Oracle / Red Hat Linux in that time has issued 50 security-related patches, and hundreds more that are classed as bug fixes or enhancements.
Linux is strong because it scales up and down very well, it exploits CPU features for speed to make applications run very fast, it is friendly to new features, and it has the most market share in the POSIX realm. Linux is weak because it has sacrificed security for speed in many cases, and we have Dirty Cow, Towelroot, and many similar problems in userspace - this makes Linux a bad choice for systems that will not receive patches (i.e. phones, IoT devices, embedded systems, etc.).
OpenBSD prioritizes security over speed and flexibility. It does not implement fine-grained SMP due to security concerns, and has a "big kernel lock" that Linux left behind in 2.2. It ignores many well-known standards (i.e. NFSv4). There are many things that you cannot do on OpenBSD, but what you can do is magnitudes safer than Linux.
Android politely stole OpenBSD's entire libc implementation (and then ignored it for several years), and IIRC the OpenBSD code is the largest contribution outside of the kernel itself.
OpenBSD is also the home of OpenSSH, which itself is quite secure.

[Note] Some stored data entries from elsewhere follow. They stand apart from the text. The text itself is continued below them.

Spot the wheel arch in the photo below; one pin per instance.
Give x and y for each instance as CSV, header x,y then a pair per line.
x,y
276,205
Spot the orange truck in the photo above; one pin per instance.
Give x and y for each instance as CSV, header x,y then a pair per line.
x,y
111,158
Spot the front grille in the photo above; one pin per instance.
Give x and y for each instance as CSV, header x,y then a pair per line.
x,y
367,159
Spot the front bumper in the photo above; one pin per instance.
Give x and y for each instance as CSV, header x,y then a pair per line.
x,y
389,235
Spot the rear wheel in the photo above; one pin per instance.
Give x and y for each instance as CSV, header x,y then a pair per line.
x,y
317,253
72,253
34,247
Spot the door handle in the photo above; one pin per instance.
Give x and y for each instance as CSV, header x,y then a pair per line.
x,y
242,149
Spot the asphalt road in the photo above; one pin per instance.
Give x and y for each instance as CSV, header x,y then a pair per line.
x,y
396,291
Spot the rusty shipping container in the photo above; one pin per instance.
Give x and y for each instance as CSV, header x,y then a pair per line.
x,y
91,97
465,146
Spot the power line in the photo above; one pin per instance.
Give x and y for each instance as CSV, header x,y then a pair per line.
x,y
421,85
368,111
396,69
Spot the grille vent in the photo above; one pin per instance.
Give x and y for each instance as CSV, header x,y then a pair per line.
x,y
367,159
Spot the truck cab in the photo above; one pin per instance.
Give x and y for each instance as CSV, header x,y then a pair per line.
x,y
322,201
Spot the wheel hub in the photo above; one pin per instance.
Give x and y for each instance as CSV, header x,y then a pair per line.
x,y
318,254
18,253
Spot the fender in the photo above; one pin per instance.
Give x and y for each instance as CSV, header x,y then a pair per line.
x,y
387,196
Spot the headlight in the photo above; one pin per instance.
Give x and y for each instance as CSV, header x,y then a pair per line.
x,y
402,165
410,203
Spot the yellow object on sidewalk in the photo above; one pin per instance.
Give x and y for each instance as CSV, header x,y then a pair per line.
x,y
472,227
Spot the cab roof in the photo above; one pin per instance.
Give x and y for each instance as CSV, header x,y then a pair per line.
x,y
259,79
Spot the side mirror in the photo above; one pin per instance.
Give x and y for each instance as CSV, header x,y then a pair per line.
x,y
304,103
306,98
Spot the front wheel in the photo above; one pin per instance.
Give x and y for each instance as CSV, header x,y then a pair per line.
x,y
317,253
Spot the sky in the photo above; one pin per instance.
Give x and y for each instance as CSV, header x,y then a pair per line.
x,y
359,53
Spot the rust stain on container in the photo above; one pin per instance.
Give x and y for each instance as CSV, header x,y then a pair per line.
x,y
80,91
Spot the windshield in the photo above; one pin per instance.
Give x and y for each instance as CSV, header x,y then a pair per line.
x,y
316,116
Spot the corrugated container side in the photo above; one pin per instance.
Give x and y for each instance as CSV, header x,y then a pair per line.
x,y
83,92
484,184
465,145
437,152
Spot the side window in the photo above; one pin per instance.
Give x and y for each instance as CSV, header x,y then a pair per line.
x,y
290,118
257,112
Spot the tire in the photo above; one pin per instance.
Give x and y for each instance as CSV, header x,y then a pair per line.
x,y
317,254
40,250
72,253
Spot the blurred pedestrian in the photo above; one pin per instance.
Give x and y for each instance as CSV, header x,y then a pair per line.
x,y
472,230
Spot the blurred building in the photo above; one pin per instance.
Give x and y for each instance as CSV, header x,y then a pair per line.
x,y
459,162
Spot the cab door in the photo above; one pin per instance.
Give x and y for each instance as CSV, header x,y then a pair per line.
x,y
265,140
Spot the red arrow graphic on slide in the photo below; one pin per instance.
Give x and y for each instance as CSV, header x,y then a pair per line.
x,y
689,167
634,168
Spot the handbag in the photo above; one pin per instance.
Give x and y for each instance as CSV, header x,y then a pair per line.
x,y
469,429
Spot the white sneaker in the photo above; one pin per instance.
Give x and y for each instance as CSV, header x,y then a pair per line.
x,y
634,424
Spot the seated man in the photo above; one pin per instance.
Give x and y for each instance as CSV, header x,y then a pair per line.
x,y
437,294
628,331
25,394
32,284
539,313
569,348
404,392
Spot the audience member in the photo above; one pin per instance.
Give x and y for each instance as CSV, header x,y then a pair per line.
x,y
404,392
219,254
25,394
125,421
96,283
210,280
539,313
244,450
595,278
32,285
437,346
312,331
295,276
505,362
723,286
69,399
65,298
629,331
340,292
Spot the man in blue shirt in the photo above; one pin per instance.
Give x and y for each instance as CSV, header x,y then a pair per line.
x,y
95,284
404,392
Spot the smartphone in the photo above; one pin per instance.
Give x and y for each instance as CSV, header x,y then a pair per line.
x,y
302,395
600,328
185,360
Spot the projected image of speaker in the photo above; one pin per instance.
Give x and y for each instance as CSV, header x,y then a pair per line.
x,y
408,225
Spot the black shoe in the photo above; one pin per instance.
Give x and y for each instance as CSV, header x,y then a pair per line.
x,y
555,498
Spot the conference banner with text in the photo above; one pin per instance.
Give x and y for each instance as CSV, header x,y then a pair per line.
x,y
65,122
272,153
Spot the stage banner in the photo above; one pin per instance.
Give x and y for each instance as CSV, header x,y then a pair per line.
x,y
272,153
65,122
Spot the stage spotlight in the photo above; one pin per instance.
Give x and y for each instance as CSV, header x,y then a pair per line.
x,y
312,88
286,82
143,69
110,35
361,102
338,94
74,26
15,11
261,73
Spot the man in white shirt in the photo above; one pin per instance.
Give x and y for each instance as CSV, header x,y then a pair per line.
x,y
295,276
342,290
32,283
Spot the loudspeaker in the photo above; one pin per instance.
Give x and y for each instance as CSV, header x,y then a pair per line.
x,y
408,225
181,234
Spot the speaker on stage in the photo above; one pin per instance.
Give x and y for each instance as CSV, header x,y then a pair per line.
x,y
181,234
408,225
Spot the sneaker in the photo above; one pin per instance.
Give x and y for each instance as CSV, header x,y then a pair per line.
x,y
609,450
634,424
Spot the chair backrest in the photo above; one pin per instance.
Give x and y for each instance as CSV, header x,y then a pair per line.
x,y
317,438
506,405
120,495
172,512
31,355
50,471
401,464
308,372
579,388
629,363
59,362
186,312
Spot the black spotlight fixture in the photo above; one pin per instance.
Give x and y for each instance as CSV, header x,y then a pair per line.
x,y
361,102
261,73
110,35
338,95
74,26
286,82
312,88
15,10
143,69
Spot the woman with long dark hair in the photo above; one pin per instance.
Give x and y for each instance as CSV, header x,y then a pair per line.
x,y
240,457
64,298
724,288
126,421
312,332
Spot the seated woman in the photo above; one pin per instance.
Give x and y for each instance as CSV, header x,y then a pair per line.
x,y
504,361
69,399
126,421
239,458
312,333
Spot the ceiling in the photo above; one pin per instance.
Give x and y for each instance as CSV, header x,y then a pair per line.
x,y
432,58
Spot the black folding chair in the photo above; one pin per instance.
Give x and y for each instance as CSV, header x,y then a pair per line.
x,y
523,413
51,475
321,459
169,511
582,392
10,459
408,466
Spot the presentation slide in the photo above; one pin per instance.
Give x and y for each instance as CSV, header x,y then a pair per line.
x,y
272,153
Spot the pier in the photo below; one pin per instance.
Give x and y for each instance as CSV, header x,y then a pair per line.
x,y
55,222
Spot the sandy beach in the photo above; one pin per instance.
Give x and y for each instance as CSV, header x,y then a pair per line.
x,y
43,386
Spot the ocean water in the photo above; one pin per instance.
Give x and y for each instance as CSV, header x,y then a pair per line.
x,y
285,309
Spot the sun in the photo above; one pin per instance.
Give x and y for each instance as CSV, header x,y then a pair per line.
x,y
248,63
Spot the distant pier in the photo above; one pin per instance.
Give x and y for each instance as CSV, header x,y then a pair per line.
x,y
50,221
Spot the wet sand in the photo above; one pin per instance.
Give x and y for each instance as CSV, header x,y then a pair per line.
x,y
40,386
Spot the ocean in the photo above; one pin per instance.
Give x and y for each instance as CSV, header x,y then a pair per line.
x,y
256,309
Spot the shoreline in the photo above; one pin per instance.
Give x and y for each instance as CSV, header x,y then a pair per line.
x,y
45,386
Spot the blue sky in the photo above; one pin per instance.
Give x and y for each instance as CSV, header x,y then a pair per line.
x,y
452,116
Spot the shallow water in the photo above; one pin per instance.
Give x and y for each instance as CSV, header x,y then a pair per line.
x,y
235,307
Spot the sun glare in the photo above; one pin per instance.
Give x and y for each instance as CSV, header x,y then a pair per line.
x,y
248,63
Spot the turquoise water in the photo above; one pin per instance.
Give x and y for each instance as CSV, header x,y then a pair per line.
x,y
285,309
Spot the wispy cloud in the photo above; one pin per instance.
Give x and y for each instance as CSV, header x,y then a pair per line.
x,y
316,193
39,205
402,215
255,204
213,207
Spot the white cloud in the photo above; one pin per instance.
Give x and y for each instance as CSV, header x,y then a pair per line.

I trust the opinions of the OpenBSD kernel architects, and I will look forward to their patch.
Thanks, I was reading the comments and had forgotten about this nugget of lazy falsehood.
It's more than segmentation, there also were entire architectures that don't support it altogether. Core 2 Duo and Core 2 Quad to start with (and Pentium M, Core Duo)
The first few gens of Atom had Hyperthreading, but everything modern since Bay Trail (22nm) are quad core without Hyperthreading (or dual core : two cores are disabled). This includes every Celeron/Pentium branded Atom. Plus the 8-core Atom servers (R.I.P. - these sadly have a defect that kills them in a few years ; I think there's new 16-core server Atom in the pipes)
Disabling hyperthreading does EXACTLY JACK SHIT. The same flaw applied to multiple logical cores very easily applies to multiple physical cores and multi-socket systems.
Every intel CPU appears to still be vulnerable as shit. Tested on my i3-7320 system and my multi-socket E5-2650 system under Windows. If OpenBSD wants to be 'secure' they need to only allow one logical core, period, and ignore all the rest. That's the only way to mitigate this problem.
The OpenBSD devs just showed a huge lack of logical thinking and knowledge of hardware configurations.
Still waiting on Serviscope_minor to wake up to fucking reality and realize that Jessica Price isn't going to fuck him.
Not going to let them take my HT.
They should disable their own operating system too. I have heard that it has had vulnerabilities in the past and likely has others not detected yet. Better to be safe than sorry.
It would be nice if the browser could signal the scheduler that it launched a new tab as an untrusted process, causing the kernel to sanitize caches before and after its future time slices (in addition to any sandboxing the browser parent process and the OS were already doing).
It might also make sense if only processes with the same UID could run on different SMT threads on the same core, rather than just turning them off completely.
Can anybody point to a verified report of successful Meltdown and Spectre exploits in the wild?
So far, it seems to be just a theoretical security exploit.
I have no problem with OpenBSD locking it down, it is what they do and it is what the people who are drawn to OpenBSD expect.
My personal belief is that useful constructs like speculative execution and hyper threading are being abandoned for questionable reasons.
Average Intelligence is a Scary Thing
... but not it's correct implementation from the DEC Alpha processor. At least the AMD implementation is closer to being correct.
The feature has been added to all Intel CPUs released since 2002 and has come enabled by default.
My Intel Pentium Anniversary Edition CPUs and Intel Atom CPUs are proof that this carelessly researched statement is simply dead wrong.